Using the figure above, we can then extract the notes and their time from the partition:
(d, 1) (m, 3) (s, 1) (d, 4) (r, 1) (d, 3) (f, 1) (d, 1) (m, 3) …
The note is used as the column and the time as the row to read the corresponding value defined in the translation matrix. We can put a quick script what will read these notes and find the corresponding characters. Using table 3, the notes above will be translated to:
d, 1 | m, 3 | s, 1 | d, 4 | r, 1 | d, 3 | m, 4 | d, 1 | m, 3 |
T | H | E | F | I | R | S | T | H |
Applying this process to every note in figure 9, we obtain the following message:
THEFIRSTHALFOFTHEFLAGISTHEWORDSUBDERMALCONCATENATEWITHTHESECONDHALFTOOBTAINACOMPLETEFLAGGLORYTORAO
Or with spaces and punctuation added: “The first half of the flag is the word subdermal. Concatenate with the second half to obtain a complete flag. Glory to Rao“. Mixing the 2 halves of the flag, we get the string “SUBDERMALxPlatypus” and get 5 points out of it.

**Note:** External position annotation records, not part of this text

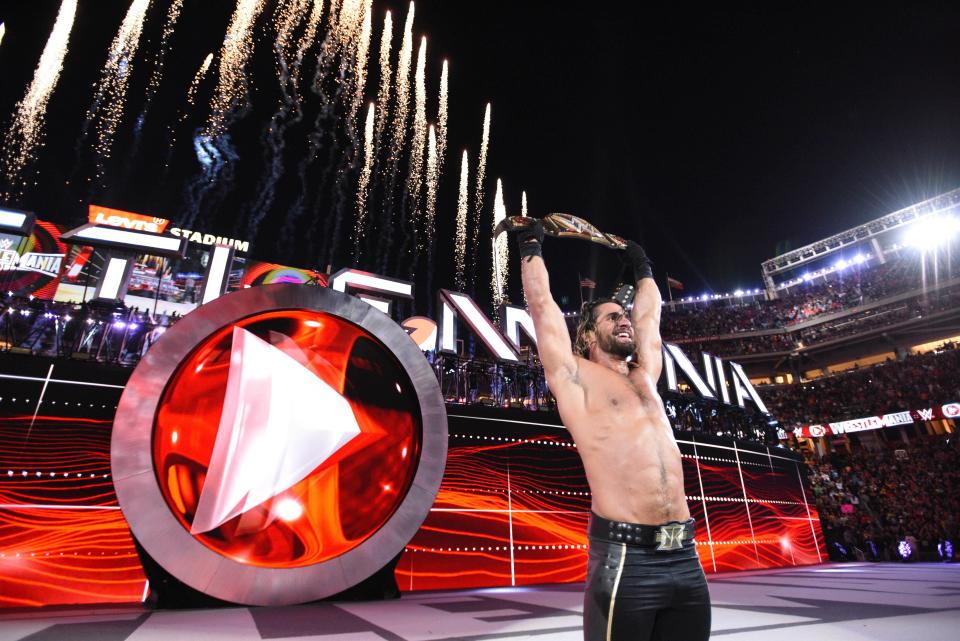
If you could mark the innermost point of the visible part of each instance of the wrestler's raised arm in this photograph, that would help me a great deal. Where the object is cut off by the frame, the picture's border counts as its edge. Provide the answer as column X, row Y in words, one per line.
column 645, row 316
column 560, row 366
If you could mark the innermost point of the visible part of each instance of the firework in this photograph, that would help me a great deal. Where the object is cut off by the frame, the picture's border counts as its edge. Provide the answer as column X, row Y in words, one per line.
column 288, row 16
column 360, row 68
column 309, row 35
column 460, row 250
column 403, row 87
column 383, row 94
column 111, row 93
column 26, row 130
column 478, row 193
column 173, row 15
column 433, row 180
column 231, row 93
column 419, row 141
column 500, row 251
column 364, row 186
column 442, row 118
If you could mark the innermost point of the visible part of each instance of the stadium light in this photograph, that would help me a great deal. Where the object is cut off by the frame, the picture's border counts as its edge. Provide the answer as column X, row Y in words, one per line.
column 932, row 231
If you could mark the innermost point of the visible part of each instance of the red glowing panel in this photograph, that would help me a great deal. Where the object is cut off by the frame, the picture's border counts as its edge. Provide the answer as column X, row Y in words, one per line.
column 287, row 439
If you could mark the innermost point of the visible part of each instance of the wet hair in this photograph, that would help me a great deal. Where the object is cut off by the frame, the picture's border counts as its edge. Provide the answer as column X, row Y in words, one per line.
column 588, row 322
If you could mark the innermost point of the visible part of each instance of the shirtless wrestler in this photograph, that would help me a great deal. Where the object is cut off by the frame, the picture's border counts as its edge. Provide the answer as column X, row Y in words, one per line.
column 644, row 579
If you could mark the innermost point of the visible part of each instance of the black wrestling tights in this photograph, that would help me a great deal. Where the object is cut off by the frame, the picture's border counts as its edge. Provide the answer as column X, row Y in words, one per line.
column 637, row 593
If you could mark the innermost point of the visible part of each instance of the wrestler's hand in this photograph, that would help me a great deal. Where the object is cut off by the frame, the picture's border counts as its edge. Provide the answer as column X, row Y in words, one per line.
column 530, row 240
column 636, row 257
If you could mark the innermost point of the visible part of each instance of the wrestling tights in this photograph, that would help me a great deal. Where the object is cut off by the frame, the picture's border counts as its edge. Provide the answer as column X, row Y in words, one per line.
column 638, row 593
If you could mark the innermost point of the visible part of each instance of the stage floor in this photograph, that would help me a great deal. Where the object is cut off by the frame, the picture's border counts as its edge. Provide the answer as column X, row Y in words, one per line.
column 839, row 602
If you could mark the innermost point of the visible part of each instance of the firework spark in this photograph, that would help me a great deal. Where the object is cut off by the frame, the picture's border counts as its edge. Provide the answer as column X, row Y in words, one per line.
column 442, row 118
column 191, row 101
column 363, row 188
column 500, row 250
column 419, row 141
column 433, row 180
column 360, row 64
column 403, row 87
column 288, row 16
column 173, row 15
column 26, row 130
column 460, row 250
column 114, row 79
column 478, row 193
column 231, row 93
column 386, row 72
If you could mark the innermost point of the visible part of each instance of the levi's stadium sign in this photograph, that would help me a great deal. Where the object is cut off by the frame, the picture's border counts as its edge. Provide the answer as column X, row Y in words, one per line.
column 279, row 445
column 949, row 411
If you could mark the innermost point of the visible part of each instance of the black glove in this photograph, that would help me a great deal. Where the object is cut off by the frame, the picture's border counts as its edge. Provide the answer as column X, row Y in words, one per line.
column 530, row 240
column 637, row 258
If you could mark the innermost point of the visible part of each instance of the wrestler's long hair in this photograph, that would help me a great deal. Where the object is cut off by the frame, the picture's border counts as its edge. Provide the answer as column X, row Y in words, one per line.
column 588, row 323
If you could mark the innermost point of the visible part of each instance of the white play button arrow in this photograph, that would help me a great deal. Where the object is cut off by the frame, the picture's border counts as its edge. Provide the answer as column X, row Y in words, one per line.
column 279, row 422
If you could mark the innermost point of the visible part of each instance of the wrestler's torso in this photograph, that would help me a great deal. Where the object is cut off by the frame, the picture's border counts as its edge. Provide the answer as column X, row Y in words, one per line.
column 628, row 450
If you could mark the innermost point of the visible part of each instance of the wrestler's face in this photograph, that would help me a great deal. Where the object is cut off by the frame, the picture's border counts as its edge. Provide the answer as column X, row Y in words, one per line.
column 614, row 330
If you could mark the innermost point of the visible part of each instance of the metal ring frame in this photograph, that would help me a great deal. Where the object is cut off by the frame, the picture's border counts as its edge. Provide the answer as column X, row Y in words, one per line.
column 171, row 545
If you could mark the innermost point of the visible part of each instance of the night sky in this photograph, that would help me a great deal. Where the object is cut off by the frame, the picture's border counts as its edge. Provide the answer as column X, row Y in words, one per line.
column 715, row 137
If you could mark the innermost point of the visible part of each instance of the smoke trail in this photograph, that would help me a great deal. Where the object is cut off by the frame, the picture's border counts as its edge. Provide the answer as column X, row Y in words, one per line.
column 361, row 59
column 231, row 95
column 190, row 103
column 478, row 196
column 355, row 26
column 229, row 101
column 398, row 134
column 26, row 129
column 109, row 99
column 460, row 249
column 321, row 129
column 288, row 17
column 363, row 189
column 500, row 250
column 442, row 118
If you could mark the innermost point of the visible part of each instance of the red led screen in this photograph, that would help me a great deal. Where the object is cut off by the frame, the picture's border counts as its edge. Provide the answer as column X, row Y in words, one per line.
column 341, row 502
column 512, row 508
column 514, row 503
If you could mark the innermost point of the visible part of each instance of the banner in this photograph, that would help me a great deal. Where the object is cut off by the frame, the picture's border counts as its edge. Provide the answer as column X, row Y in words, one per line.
column 948, row 411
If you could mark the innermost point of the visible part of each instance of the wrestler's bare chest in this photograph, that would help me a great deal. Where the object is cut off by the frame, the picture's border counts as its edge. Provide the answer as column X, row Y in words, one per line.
column 629, row 454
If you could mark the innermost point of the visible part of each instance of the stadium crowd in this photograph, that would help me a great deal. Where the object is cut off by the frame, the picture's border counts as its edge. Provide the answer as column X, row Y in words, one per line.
column 831, row 329
column 896, row 503
column 856, row 286
column 917, row 382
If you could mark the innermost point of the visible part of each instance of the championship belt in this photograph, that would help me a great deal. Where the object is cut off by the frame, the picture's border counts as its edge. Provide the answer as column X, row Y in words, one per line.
column 562, row 226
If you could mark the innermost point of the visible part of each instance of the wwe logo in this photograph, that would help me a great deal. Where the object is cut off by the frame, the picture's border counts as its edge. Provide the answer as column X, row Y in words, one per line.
column 670, row 537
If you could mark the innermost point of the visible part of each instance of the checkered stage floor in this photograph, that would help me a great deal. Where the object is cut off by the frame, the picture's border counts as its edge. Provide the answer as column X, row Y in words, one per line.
column 845, row 602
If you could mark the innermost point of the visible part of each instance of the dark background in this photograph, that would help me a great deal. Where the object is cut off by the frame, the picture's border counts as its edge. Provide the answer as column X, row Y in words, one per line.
column 717, row 137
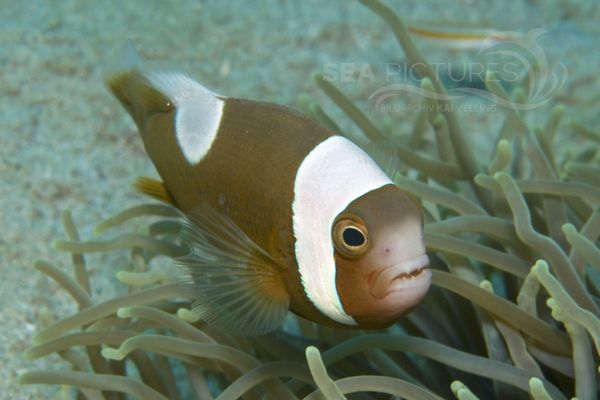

In case you are wondering what the melody in figure 9 sounds like, you can download the resulting MIDI file here: A Revolutionary Lullaby.
Braille and Solfa are quick and fun ways to encode/encrypt data in unusual ways. While they obviously should not be used for any serious application, they could potentially be used as novel ways to exfiltrate data and bypass some filters. For example, a text file could be Base32 encoded and the padding character (“=”) could be replaced with the number 1 for example. Then the resulting string could be encrypted using the Solfa cipher, transformed into a MIDI file and then uploaded to a remote location. I highly suspect that most network security appliances would not pick up on the MIDI file being uploaded, although it would probably strike a careful analyst as suspicious. Feel free to experiment with it. A partial Python implementation can be found here.